When I first started my MBA, I knew I didn’t just want to study business — I wanted to be in it. In the mess, the momentum, the ambiguity. I wanted to earn relevance, not just read about it. The best way to do that, I figured, wasn’t to wait for an opportunity or beg for one at a happy hour. It was to ask for it.
So as a personal finance writer and LinkedIn fan, I reached out to the founder of a fintech startup: Plenty, a wealth management app for couples. I didn’t know exactly how I could contribute, but I had a strong curiosity for this space, a bias toward action, entrepreneurial experience, and opportunity to shape a new product.
Fast forward about a year later, Plenty was acquired by Wealthsimple in April 2025. But the most valuable part of the experience wasn’t the most exciting moments — it was what I learned by stepping into a fast-moving startup and figuring out how to build and scale our value in real time.
The Power of a Cold Message
Most of the meaningful opportunities in my career so far haven’t come through polished channels. They’ve come from genuine curiosity and direct outreach. Cold messages are underrated — and often misunderstood here.
You’re not asking for a job. You’re starting a conversation.

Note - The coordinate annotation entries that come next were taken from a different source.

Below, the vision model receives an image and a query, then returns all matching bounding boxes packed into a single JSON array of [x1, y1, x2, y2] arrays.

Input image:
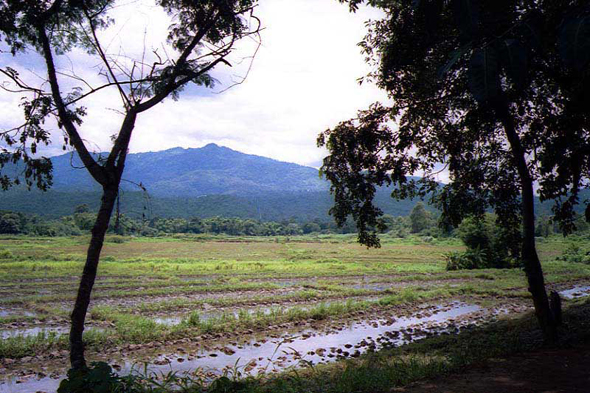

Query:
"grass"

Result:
[[69, 300, 590, 393], [0, 231, 590, 392]]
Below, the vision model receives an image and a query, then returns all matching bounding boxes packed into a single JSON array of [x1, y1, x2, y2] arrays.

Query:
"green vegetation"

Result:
[[0, 234, 590, 358], [59, 301, 590, 393]]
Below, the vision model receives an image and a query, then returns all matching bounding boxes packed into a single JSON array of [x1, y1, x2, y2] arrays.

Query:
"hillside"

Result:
[[52, 144, 328, 198]]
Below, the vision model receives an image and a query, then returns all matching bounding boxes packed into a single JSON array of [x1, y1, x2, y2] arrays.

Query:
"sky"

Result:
[[0, 0, 385, 167]]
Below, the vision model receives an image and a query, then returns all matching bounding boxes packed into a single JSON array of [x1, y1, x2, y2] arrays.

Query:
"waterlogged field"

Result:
[[0, 235, 590, 392]]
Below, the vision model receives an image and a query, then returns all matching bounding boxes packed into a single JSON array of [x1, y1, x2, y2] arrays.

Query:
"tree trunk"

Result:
[[70, 185, 119, 369], [498, 104, 560, 341]]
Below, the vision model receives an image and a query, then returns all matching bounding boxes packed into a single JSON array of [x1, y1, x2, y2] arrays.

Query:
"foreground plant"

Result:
[[318, 0, 590, 340], [0, 0, 260, 369]]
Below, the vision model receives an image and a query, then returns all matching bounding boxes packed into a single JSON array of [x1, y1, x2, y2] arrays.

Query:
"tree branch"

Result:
[[37, 24, 107, 185]]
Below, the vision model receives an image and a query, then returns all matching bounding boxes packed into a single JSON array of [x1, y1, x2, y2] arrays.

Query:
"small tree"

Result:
[[318, 0, 590, 339], [410, 202, 432, 233], [0, 0, 260, 369]]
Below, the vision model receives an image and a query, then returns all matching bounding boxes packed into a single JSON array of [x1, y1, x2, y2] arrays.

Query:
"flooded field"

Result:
[[0, 237, 590, 392]]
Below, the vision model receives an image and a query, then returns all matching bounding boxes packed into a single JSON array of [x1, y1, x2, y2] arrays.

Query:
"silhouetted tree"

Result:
[[0, 0, 259, 369], [410, 202, 432, 233], [318, 0, 590, 339]]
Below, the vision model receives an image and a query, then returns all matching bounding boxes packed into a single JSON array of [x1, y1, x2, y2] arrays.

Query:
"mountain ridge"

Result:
[[51, 143, 328, 197]]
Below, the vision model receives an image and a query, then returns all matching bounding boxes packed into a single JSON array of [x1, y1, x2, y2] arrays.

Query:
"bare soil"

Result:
[[392, 342, 590, 393]]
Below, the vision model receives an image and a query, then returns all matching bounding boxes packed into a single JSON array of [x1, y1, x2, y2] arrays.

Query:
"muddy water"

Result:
[[0, 326, 105, 339], [154, 296, 379, 326], [0, 303, 492, 393], [559, 285, 590, 299], [141, 303, 482, 374]]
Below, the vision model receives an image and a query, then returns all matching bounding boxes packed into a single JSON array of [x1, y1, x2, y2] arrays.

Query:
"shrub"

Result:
[[446, 215, 520, 270]]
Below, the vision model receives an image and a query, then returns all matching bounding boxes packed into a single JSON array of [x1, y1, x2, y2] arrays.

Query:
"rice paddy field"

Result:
[[0, 235, 590, 392]]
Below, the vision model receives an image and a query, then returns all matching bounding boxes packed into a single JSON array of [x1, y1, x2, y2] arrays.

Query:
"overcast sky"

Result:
[[0, 0, 384, 167]]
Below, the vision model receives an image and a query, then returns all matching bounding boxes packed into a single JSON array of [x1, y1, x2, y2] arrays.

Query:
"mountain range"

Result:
[[51, 143, 328, 198], [0, 144, 590, 221], [0, 144, 426, 221]]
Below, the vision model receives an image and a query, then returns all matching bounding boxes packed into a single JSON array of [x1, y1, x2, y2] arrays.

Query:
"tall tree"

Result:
[[0, 0, 260, 369], [318, 0, 590, 339]]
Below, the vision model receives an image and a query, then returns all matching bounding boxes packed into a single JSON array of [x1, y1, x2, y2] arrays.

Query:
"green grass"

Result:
[[0, 235, 590, 367]]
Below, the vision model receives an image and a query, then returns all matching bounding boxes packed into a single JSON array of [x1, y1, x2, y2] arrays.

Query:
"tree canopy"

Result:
[[318, 0, 590, 334], [319, 0, 590, 243], [0, 0, 260, 369]]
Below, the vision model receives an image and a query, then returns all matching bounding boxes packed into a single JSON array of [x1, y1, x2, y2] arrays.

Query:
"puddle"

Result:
[[559, 285, 590, 299], [350, 283, 395, 291], [0, 326, 105, 340], [0, 309, 37, 317], [145, 303, 492, 374], [154, 296, 379, 326]]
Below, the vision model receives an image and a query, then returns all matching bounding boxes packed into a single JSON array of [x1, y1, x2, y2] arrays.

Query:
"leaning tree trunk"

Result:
[[498, 108, 560, 341], [70, 185, 119, 369]]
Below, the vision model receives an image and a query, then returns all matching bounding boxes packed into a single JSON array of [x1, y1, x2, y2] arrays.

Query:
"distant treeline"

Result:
[[0, 202, 590, 238], [0, 189, 428, 223], [0, 203, 432, 237]]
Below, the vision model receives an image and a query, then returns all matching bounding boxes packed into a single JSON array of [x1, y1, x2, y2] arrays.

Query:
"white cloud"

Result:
[[0, 0, 385, 166]]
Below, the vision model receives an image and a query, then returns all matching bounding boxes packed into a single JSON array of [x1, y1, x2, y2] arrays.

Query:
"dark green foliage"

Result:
[[318, 0, 590, 245], [57, 362, 122, 393], [446, 216, 520, 270], [410, 202, 433, 233], [557, 242, 590, 264]]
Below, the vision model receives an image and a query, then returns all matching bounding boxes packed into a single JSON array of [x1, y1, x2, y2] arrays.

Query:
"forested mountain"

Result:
[[51, 144, 328, 198], [0, 144, 588, 222]]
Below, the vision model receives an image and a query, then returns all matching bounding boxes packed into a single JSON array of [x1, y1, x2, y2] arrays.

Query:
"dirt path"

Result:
[[392, 342, 590, 393]]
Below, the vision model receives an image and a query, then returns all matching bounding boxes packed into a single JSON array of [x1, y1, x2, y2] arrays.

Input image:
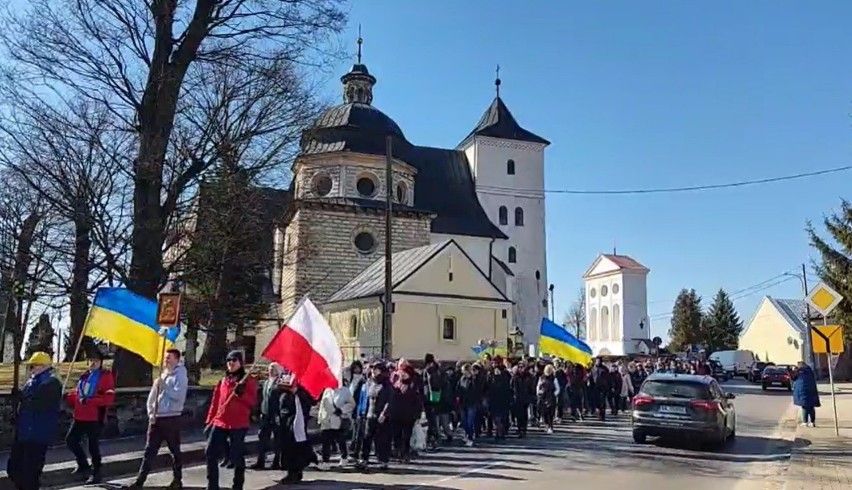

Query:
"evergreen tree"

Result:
[[24, 314, 56, 358], [807, 200, 852, 344], [701, 289, 743, 354], [668, 289, 703, 352]]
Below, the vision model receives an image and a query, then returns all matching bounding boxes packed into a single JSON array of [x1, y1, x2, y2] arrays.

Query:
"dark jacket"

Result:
[[793, 365, 821, 408], [15, 369, 62, 444]]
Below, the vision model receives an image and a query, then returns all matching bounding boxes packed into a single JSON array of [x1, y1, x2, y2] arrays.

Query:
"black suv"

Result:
[[631, 373, 737, 445]]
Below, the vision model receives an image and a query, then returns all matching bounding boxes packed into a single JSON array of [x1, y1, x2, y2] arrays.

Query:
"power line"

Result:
[[487, 165, 852, 195]]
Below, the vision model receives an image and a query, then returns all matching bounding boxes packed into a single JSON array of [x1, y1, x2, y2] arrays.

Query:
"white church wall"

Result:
[[465, 137, 548, 343]]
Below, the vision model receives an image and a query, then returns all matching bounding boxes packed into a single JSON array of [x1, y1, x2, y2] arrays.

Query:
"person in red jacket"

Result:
[[65, 351, 115, 485], [205, 351, 257, 490]]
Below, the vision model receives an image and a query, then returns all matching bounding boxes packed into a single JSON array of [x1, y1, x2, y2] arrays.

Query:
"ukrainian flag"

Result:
[[538, 318, 592, 366], [84, 288, 180, 366]]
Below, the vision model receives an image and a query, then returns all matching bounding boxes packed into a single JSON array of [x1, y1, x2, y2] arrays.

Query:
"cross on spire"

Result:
[[494, 65, 502, 97], [358, 24, 364, 65]]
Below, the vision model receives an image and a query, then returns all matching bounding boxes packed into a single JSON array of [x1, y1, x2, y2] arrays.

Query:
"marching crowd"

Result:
[[8, 349, 724, 490]]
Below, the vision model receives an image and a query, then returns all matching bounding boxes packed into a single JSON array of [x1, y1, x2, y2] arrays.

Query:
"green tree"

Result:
[[701, 289, 743, 354], [668, 289, 704, 352], [24, 314, 56, 358], [807, 200, 852, 344]]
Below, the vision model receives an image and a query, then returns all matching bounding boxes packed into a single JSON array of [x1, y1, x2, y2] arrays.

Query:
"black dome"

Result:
[[312, 102, 405, 139]]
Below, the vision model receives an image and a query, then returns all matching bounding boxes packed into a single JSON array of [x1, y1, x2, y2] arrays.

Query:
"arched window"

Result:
[[588, 307, 598, 341], [612, 304, 621, 340], [499, 206, 509, 225]]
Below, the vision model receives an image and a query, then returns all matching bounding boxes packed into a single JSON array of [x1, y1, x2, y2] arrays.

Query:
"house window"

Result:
[[499, 206, 509, 225], [441, 317, 456, 340], [349, 315, 358, 339]]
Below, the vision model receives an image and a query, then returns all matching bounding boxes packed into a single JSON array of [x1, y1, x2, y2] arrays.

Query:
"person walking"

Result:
[[251, 362, 283, 470], [65, 349, 115, 485], [205, 351, 257, 490], [793, 361, 820, 427], [6, 352, 62, 490], [129, 349, 189, 490]]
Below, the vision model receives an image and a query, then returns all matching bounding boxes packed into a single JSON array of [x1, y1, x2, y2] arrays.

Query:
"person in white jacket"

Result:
[[317, 381, 355, 468]]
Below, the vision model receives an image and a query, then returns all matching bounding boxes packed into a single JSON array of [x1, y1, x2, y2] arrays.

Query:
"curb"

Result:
[[0, 430, 319, 490]]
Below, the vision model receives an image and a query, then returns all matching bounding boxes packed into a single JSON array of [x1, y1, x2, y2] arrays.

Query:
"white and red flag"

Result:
[[262, 298, 343, 399]]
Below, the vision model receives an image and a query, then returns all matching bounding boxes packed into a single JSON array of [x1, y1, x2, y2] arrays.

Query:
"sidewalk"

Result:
[[784, 383, 852, 490]]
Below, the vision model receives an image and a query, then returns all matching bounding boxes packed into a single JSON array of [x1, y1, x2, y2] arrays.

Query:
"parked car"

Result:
[[746, 361, 775, 383], [760, 366, 793, 391], [631, 373, 737, 446]]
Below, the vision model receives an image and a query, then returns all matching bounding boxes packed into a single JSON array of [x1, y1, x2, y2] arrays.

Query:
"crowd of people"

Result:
[[3, 349, 780, 490]]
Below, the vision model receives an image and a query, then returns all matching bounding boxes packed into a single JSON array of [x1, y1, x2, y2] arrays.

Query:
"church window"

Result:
[[354, 231, 376, 254], [612, 302, 621, 340], [355, 175, 378, 197], [441, 316, 456, 340], [396, 182, 408, 204], [349, 315, 358, 339], [589, 308, 598, 340], [311, 174, 333, 197]]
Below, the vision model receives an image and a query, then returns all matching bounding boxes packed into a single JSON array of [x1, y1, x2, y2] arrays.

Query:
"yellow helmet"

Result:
[[27, 352, 53, 366]]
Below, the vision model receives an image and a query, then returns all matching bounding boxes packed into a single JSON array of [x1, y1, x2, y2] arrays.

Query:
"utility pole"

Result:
[[381, 135, 393, 359]]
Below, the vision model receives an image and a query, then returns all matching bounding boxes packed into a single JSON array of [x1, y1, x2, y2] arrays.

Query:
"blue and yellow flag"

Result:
[[84, 288, 180, 366], [538, 318, 592, 366]]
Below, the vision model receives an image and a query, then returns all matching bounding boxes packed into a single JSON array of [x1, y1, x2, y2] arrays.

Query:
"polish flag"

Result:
[[262, 298, 343, 399]]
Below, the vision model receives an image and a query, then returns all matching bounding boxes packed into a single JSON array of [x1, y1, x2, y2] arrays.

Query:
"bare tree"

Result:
[[562, 287, 586, 339], [0, 0, 346, 385]]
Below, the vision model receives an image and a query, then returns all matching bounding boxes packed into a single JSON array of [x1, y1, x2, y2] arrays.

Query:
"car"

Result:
[[630, 373, 737, 446], [746, 361, 775, 383], [760, 366, 793, 391]]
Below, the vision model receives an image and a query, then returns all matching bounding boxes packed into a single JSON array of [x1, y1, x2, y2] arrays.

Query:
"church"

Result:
[[254, 39, 550, 360]]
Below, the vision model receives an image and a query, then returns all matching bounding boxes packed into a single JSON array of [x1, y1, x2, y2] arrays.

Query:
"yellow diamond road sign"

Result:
[[805, 282, 843, 316]]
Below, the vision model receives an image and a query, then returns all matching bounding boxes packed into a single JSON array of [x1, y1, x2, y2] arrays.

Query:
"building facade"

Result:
[[583, 254, 651, 356]]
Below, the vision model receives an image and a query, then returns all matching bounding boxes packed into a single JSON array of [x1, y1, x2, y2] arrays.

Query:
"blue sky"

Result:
[[338, 0, 852, 344]]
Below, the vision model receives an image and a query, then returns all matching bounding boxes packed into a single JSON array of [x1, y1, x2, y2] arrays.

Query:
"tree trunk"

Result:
[[65, 203, 92, 362]]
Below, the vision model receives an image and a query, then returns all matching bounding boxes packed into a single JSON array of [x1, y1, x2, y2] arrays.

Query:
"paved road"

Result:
[[63, 381, 795, 490]]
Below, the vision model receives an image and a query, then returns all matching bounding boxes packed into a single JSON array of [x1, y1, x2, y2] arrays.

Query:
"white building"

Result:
[[583, 254, 651, 356]]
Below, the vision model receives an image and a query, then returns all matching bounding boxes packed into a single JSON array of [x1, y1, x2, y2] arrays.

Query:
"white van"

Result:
[[710, 350, 755, 376]]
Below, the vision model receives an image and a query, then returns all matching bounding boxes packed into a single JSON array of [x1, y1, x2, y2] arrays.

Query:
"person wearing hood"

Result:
[[205, 351, 257, 490], [6, 352, 62, 490], [130, 349, 189, 490], [251, 362, 283, 470]]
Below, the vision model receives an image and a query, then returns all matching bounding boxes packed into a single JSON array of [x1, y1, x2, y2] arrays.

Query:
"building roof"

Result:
[[462, 95, 550, 145], [326, 240, 446, 303]]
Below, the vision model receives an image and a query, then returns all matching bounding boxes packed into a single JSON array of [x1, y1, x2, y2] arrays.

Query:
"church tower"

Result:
[[583, 251, 651, 356], [458, 67, 550, 345]]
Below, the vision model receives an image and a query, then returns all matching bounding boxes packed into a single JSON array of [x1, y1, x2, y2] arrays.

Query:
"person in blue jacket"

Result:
[[793, 362, 820, 427], [6, 352, 62, 490]]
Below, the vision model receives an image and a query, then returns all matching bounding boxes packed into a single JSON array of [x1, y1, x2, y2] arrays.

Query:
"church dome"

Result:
[[312, 102, 405, 139]]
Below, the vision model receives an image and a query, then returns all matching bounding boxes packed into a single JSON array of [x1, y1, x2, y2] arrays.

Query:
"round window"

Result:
[[314, 175, 332, 197], [354, 231, 376, 254], [355, 177, 376, 197], [396, 182, 408, 204]]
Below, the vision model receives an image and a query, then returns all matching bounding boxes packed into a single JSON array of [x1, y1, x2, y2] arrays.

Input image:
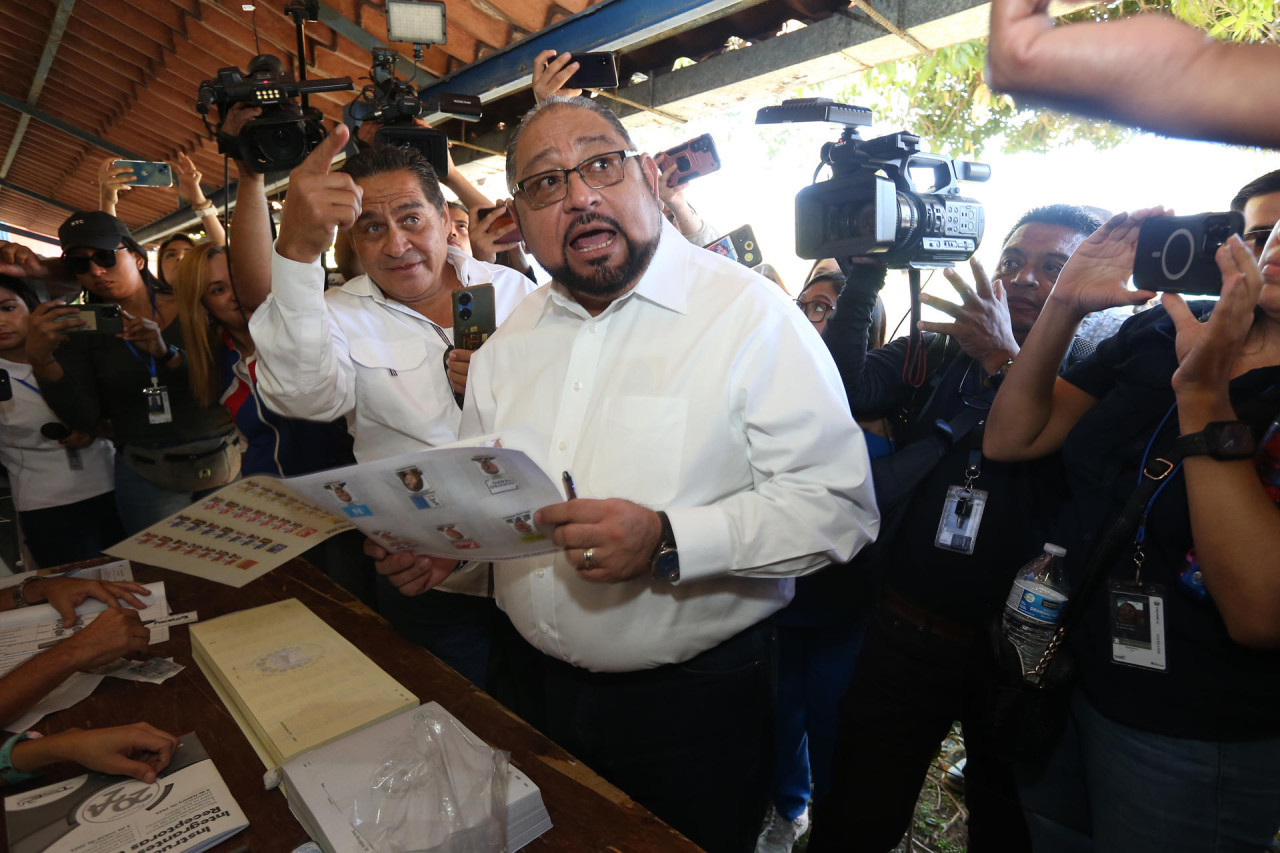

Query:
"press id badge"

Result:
[[142, 377, 173, 424], [1108, 580, 1166, 672], [933, 485, 987, 553]]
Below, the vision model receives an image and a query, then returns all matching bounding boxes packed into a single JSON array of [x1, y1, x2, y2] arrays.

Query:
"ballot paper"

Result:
[[0, 581, 169, 676], [106, 444, 563, 588], [191, 598, 417, 768], [4, 734, 248, 853], [92, 657, 187, 684]]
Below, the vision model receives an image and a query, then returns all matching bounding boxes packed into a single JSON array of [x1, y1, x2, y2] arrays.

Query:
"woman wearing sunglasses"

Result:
[[0, 275, 124, 569], [27, 211, 239, 534]]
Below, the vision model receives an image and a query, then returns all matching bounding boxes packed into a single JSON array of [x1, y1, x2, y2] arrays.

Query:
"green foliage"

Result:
[[833, 0, 1280, 158]]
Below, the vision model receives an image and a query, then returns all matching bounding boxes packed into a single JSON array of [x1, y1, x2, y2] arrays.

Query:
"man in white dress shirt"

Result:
[[250, 126, 535, 685], [366, 97, 878, 852]]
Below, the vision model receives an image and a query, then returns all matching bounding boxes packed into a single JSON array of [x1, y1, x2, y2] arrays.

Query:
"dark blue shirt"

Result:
[[1061, 302, 1280, 740]]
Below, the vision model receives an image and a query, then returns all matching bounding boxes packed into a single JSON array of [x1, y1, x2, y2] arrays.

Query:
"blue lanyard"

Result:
[[1133, 402, 1183, 546]]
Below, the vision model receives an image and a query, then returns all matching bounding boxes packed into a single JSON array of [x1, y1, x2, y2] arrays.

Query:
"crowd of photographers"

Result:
[[0, 4, 1280, 853]]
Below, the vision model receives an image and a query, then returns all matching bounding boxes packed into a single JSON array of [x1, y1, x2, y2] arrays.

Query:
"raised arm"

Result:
[[987, 0, 1280, 147], [983, 207, 1164, 461], [174, 151, 227, 246], [1162, 236, 1280, 647]]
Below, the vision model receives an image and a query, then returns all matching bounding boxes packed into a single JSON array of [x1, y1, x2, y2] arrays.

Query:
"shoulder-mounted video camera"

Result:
[[196, 54, 352, 174], [755, 99, 991, 269], [351, 47, 481, 179]]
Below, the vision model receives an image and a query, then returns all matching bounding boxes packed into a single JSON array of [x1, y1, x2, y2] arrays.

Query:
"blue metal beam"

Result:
[[0, 222, 59, 247], [0, 178, 76, 213], [419, 0, 742, 111], [0, 92, 147, 160]]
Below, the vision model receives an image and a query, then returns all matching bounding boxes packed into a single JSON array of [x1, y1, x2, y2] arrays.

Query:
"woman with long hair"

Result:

With a startup like Plenty, I didn’t wait for an opportunity or wonder if I was qualified. I reached out, shared why I cared about what their product , and asked how I could help. I had written hundreds of articles on personal finance, built a strong LinkedIn audience that spoke for itself, all while working full-time in big tech and pursuing my MBA part-time.
I’ve learned that knowing what you want often starts with knowing the value you already bring to the table.
That led to a few calls. Then a small project then a broader role in strategy and marketing. I didn’t walk into a defined position — I grew into it by asking the right questions and showing I could deliver.
There’s something powerful about betting on yourself, especially when you don’t have all the answers yet.
Finding My Place in the Chaos
Startups aren’t neat. There’s no manual, no perfectly scoped role, no roadmap with guaranteed outcomes. But that’s exactly why they’re such fertile ground for growth.
At Plenty, I jumped into marketing, content, and go-to-market strategy. I helped define the brand voice — moving away from feature-heavy messaging and toward emotional storytelling. Couples don’t want another budgeting app. They want to feel aligned. They want peace of mind. That insight drove how we positioned ourselves, how we create content, and how we built trust.
From there, I moved into marketing experiments and strategy, working closely with the founder to surface user insights, prioritize initiatives, and build what actually mattered.
There was no playbook I stepped into — but that was the point. The value came from helping build one, and that experience ultimately led me to my current role at a new startup, Inspirr, where we’re democratizing access to venture capital by investing in people as the asset.

5 Real-World Takeaways
1. You Don’t Need a Title to Be Valuable
Startups reward momentum. No one’s going to hand you a roadmap. You create value by identifying problems, taking ownership, and executing before being asked. That mindset — “How can I make this better right now?” — will serve you anywhere.
2. Marketing Is Human Psychology, Not Just Tactics
When we reframed our messaging from “track your expenses” to “build your future together,” engagement improved dramatically. People saw themselves in the story. Good marketing doesn’t just explain the product — it reflects the customer’s aspirations and anxieties.
3. Strategic Thinking Is Mostly Just Clear Thinking
Strategy isn’t about complexity — it’s about clarity. I learned to filter noise, prioritize what moved the needle, and have the discipline to say no to good ideas so we could focus on the great ones.
4. Speed > Perfection (If You’re Paying Attention)
We didn’t have the luxury of long planning cycles. We worked fast, tested everything, and iterated based on the market and sentiment of our audience. Speed matters — but only if you’re listening closely and adapting quickly.
Startups stretch you. They force you to do things you’ve never done before, with more ambiguity than structure. That’s exactly the point. You learn by doing, not by theorizing. You learn by failing fast, solving real problems, and collaborating with people who are too busy building to waste time on fluff.
I joined these startups not knowing what I’d end up working on — and ended up contributing to brand strategy, marketing initiatives, community engagement, user insights, and more. It was uncomfortable at times. And that’s how I know it was valuable.
Final Thought: Never Hurts to Ask
Whether you’re an MBA student, a career switcher, or just an aspiring entrepreneur — don’t wait to be handed the next opportunity. Reach out. Show up curious. Offer to help.
Sometimes all it takes is one thoughtful message to unlock the experience, growth, and confidence you’re looking for.
Because the best way to gain relevance… is to create it.